Dans la boîte, c’est simple : le Chromebook, le chargeur secteur (format classique, pas énorme), et la paperasse habituelle. Pas de housse, pas de gadget en plus. La garantie est de 2 ans constructeur, ce qui est dans la norme pour ce genre de machine. Le modèle exact que j’ai testé est le CB516-1H-568F, couleur Steel Grey, qui fait assez sérieux, typé bureautique.
Ce qui m’a surpris au début, c’est la sensation de « gros écran mais OS léger ». ChromeOS démarre en quelques secondes, la mise en veille et la sortie de veille sont très rapides, et tout est centré sur le compte Google. J’ai juste eu à me connecter avec mon compte, et j’ai retrouvé mes favoris, mes extensions, mes Drive, etc. Pour quelqu’un qui change de PC, c’est assez confortable, pas besoin de réinstaller 40 trucs.
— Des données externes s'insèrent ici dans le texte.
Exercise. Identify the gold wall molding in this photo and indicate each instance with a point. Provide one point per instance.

Par contre, ça veut aussi dire que si tu n’aimes pas l’environnement Google, tu vas vite trouver ça limité.
Globalement, la fiche technique correspond bien à l’usage : machine de travail orientée web, pas un PC gamer ni une station de montage. Les 8 Go de RAM sont suffisants pour ChromeOS dans un usage classique, mais je sais déjà que certains vont trouver ça juste pour du multitâche très lourd ou si tu comptes utiliser beaucoup d’apps Linux. Pour moi, ça a été ok, mais je n’aurais pas craché sur une version 16 Go pour être tranquille sur plusieurs années. Le SSD de 512 Go, lui, est confortable pour un Chromebook, surtout si tu bosses hors ligne ou que tu stockes pas mal de fichiers médias.
Points Forts
- Grand écran 16 pouces 16:10 confortable pour le travail (1920 x 1200)
- Autonomie réelle suffisante pour une vraie journée de boulot (9–11 h dans la pratique)
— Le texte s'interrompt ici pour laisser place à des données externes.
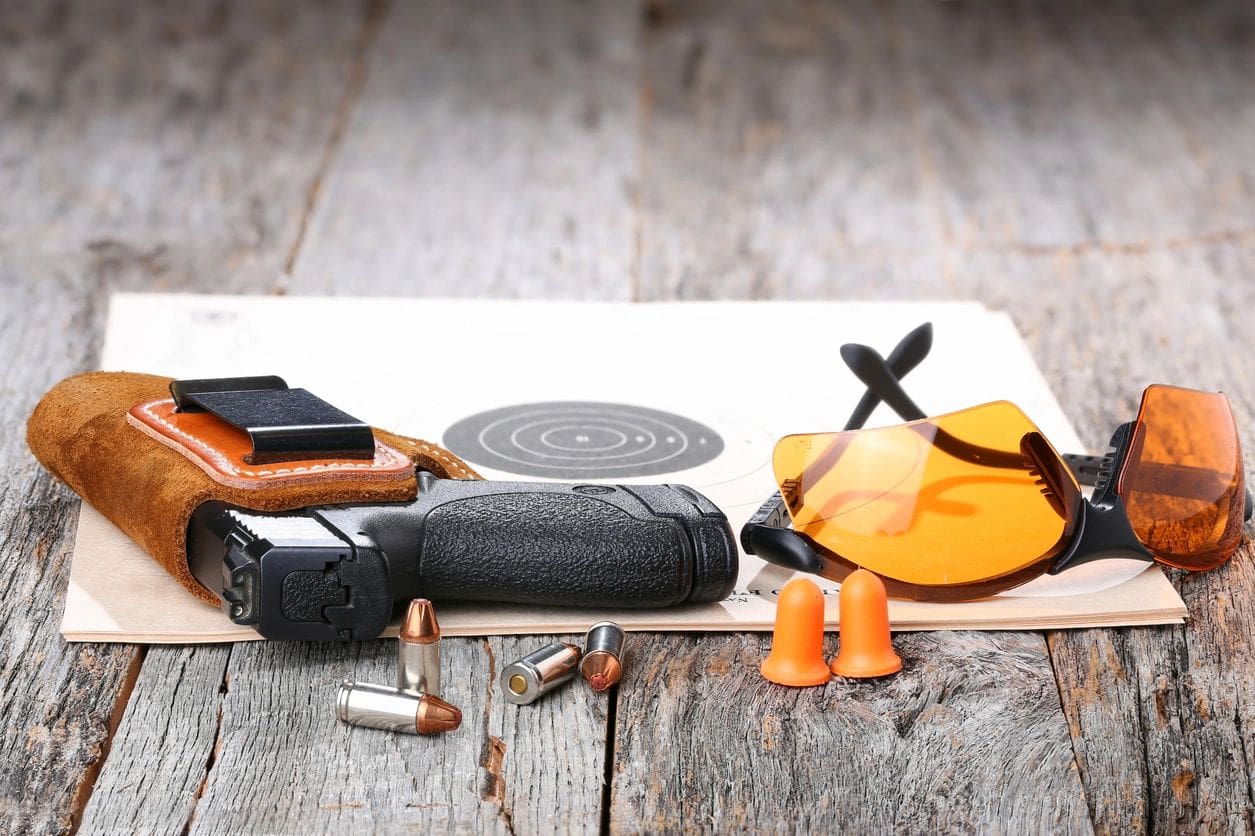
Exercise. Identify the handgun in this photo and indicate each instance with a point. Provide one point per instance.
(335, 571)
- Stockage généreux pour un Chromebook (512 Go SSD) avec bonne réactivité globale
Points Faibles
- Seulement 8 Go de RAM, un peu juste pour un usage intensif ou sur plusieurs années
- Format 16 pouces assez encombrant et plus lourd à transporter au quotidien
Conclusion
Note de la rédaction
Au final, ce Acer Chromebook Plus 516, c’est un bon gros outil de travail pour ceux qui vivent surtout dans le navigateur. Le combo écran 16 pouces 16:10, autonomie solide, processeur Intel Core 5 120U et 512 Go de SSD donne une machine confortable pour le télétravail, les études, la bureautique et le multimédia léger. On le pose sur un bureau, on ouvre ses onglets, et on peut bosser des heures sans se battre avec des lenteurs ou la batterie. ChromeOS fait ce pour quoi il est prévu : démarrage rapide, simplicité, intégration Google nickel.
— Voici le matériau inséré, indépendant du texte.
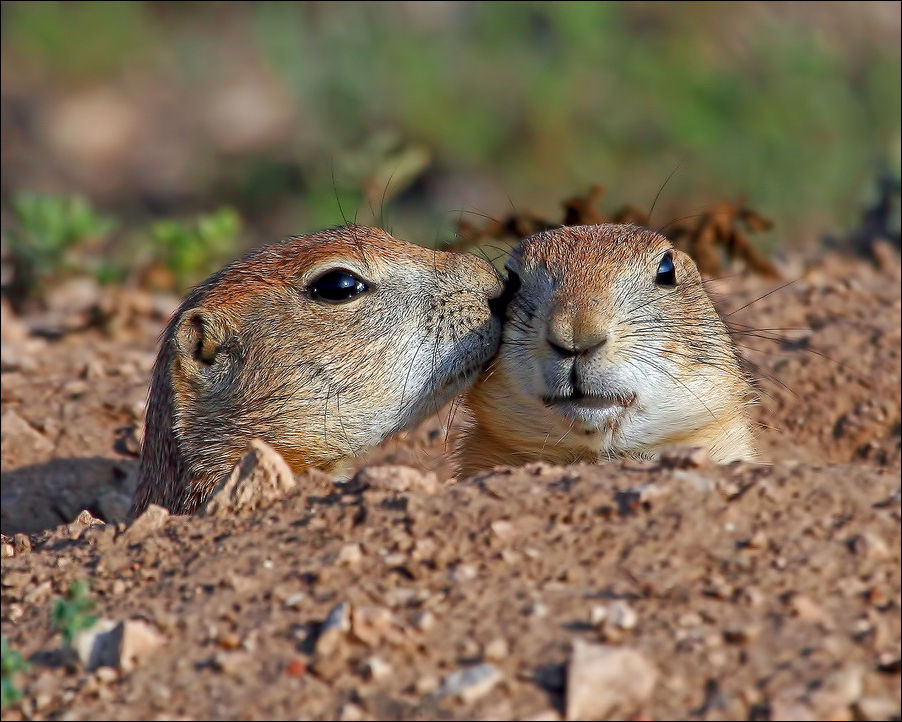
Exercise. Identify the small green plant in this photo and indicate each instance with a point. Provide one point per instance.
(191, 250)
(46, 231)
(11, 663)
(71, 614)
Par contre, ce n’est clairement pas une machine pour tout le monde. Si tu es très attaché à l’écosystème Windows, que tu as besoin de logiciels pros spécifiques ou que tu veux jouer à des gros jeux, tu vas vite trouver les limites. Les 8 Go de RAM sont corrects pour l’instant, mais pas ultra futurs-proof si tu comptes pousser Linux ou avoir 40 onglets + applis lourdes. Et le format 16 pouces, même si très confortable à l’usage, n’est pas le plus pratique à trimballer tous les jours dans les transports.
Pour moi, ce Chromebook Plus 516 s’adresse surtout à : des étudiants qui bossent beaucoup sur Docs/Sheets et aiment avoir un grand écran, des télétravailleurs qui passent leur journée sur Gmail, Meet et des applis web, et des utilisateurs déjà bien installés chez Google qui veulent une machine simple et fiable. Ceux qui devraient passer leur chemin : les gamers, les créateurs qui font du montage vidéo lourd, et ceux qui veulent absolument la flexibilité totale de Windows ou macOS. Si tu te reconnais dans le premier groupe, ce modèle est franchement une option sérieuse.